In the hall, brightly lit by Jupiters, at a table on which espionage equipment was neatly laid out: a parachute, an American radio transmitter, a pistol, topographic maps, bags of gold "Nikolaevka", ampoules with poison sat personally "Soloist" - Khmelnitsky.

Answering reporters' questions, he said that since 1945 he had been an agent of the Soviet military counterintelligence, on her instructions he joined the environment of displaced people to be recruited by American "bounty hunters" and then undergo training in an intelligence school.

Not without humor, Khmelnitsky said that throughout his studies at the special school, "The Americans and their Gelen's henchmen encouraged drunkenness, gambling among us, cadets, and even organized trips to immoral homes, for which they took us to Munich."

After that, the double agent made his most sensational statement: for three years he successfully played a radio game with the Americans, transmitting information prepared by the USSR state security agencies. According to him, the game was played so sophisticated that, based on the instructions and requests received, many of the CIA's plans were revealed.

The embarrassment was so great that German Chancellor Konrad Adenauer ordered Gehlen to stop parachute operations against the USSR. However, the CIA sporadically continued to deploy agents, enlisting Gehlen's "friendly help". Following this - which eventually became a rule - our press reported on the capture of parachutists. For example, the American group codenamed "Square B-52" by Okhrimovich and Slavny near Kiev in 1954 …

BAD EXAMPLE IS INVOLVED

… In total, in 1951-54, Soviet counterintelligence neutralized about 30 spy paratroopers, most of whom were shot by a court verdict. The surviving agents were used in radio games that exposed the plans and intentions of the CIA. However, today the Americans argue that some "parachute operations" on the territory of the USSR remained undisclosed and the United States became the owners of very valuable information. Well, it may well be …

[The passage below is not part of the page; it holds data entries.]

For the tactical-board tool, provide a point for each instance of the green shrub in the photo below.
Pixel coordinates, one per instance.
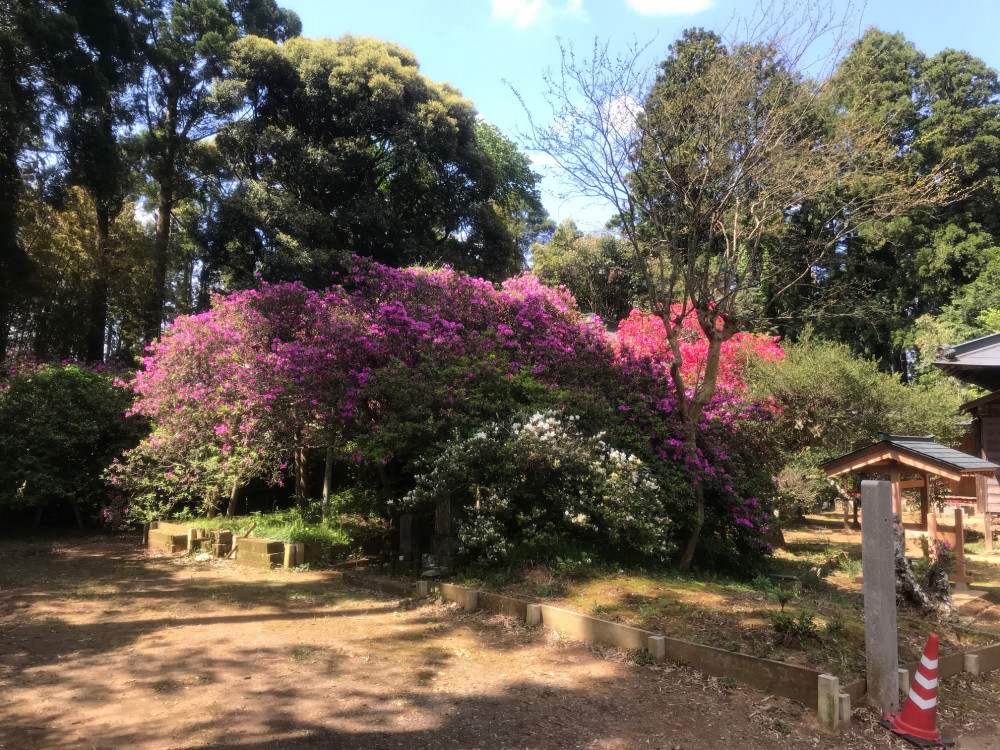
(850, 566)
(60, 426)
(539, 486)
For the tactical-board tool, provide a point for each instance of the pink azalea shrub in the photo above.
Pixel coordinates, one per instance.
(644, 334)
(388, 365)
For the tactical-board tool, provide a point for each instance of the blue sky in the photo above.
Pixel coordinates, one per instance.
(478, 45)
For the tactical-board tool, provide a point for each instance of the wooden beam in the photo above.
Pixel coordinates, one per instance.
(925, 501)
(923, 466)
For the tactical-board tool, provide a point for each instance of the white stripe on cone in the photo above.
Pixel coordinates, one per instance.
(924, 682)
(924, 703)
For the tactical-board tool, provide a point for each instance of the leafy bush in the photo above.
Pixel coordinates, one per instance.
(60, 426)
(831, 402)
(391, 369)
(541, 483)
(791, 630)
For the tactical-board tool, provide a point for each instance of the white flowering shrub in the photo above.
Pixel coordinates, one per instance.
(540, 484)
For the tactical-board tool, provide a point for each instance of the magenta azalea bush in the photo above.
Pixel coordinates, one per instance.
(389, 367)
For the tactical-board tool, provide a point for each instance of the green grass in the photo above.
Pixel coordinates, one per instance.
(290, 526)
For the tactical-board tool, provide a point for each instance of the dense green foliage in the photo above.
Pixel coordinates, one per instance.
(829, 403)
(599, 269)
(184, 147)
(881, 293)
(60, 426)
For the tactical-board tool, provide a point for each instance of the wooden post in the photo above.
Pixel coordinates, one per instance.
(879, 589)
(897, 493)
(925, 500)
(961, 579)
(847, 503)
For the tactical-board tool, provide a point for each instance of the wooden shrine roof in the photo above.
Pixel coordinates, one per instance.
(976, 361)
(916, 452)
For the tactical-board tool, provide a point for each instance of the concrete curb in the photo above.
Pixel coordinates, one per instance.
(786, 680)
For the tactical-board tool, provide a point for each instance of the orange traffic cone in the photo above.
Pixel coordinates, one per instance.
(917, 722)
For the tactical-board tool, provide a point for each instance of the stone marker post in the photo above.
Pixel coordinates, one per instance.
(881, 648)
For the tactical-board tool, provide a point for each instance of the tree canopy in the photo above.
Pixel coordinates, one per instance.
(348, 149)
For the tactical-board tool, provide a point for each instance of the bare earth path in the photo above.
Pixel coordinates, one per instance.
(102, 646)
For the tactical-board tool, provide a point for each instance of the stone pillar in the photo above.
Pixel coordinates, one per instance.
(829, 701)
(879, 588)
(970, 664)
(844, 709)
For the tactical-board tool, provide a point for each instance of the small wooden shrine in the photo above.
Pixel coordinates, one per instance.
(909, 461)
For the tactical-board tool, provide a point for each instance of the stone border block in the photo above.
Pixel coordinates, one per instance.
(657, 646)
(533, 616)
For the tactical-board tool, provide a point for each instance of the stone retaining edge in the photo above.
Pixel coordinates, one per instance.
(786, 680)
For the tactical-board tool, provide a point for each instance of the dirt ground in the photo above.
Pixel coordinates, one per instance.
(102, 646)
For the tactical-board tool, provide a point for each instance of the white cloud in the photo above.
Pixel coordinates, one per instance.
(669, 7)
(524, 13)
(622, 115)
(544, 161)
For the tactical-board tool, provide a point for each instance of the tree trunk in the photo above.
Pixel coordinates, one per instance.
(687, 555)
(77, 516)
(907, 586)
(234, 497)
(213, 503)
(161, 244)
(327, 478)
(98, 318)
(4, 315)
(301, 491)
(37, 520)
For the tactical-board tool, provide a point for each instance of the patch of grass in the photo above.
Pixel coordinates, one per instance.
(851, 567)
(643, 658)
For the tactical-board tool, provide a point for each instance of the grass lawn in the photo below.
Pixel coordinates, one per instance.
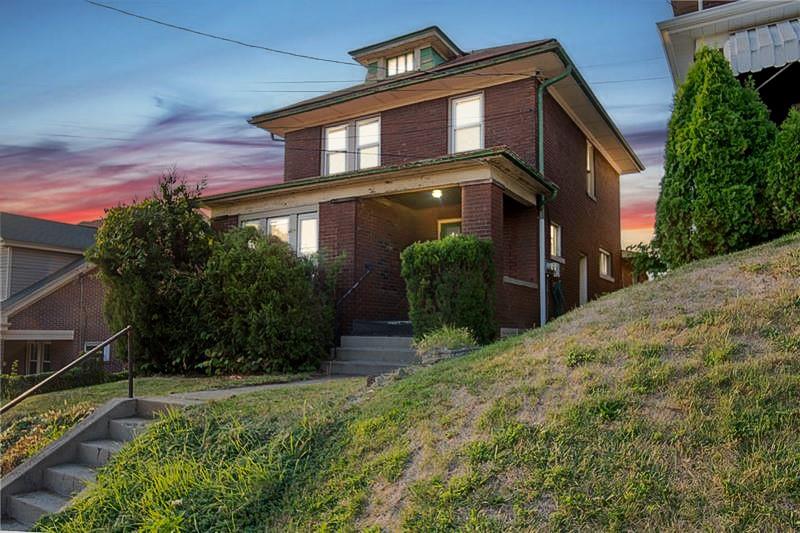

Despite the firing ending (which has become traditional!) Of operations to drop American spies, as described in detail by Soviet newspapers, the French special service SDESE has repeatedly tried to send its agents into the territory of the USSR since 1951. Unfortunately, many members of the Resistance movement and even former aces of the Normandie-Niemen squadron, as happened with Captain Gabriel Mertizan, were involved in the espionage trade.

I must say that the French - and this became the talk of the town among the Anglo-American intelligence community - was initially pursued by fatal bad luck. Suffice it to say that all 18 spy paratroopers landed by SDESE in Czechoslovakia in 1951-52 were seized by the local security forces as soon as their feet touched the ground.

And the Poles have turned the operation of the French secret service into a spectacle. The French agents-paratroopers landed near Warsaw were captured by the Polish counterintelligence officers at the landing site and … sent back to France, thereby demonstrating disdain for the leaders of the SDESE!

… In 1956, Allen Dulles and other heads of the secret services of NATO countries after him, forever refused to send spy parachutists to the territory of the Soviet Union. Moreover, the U-2 high-altitude reconnaissance aircraft entered service, on which much high hopes were pinned.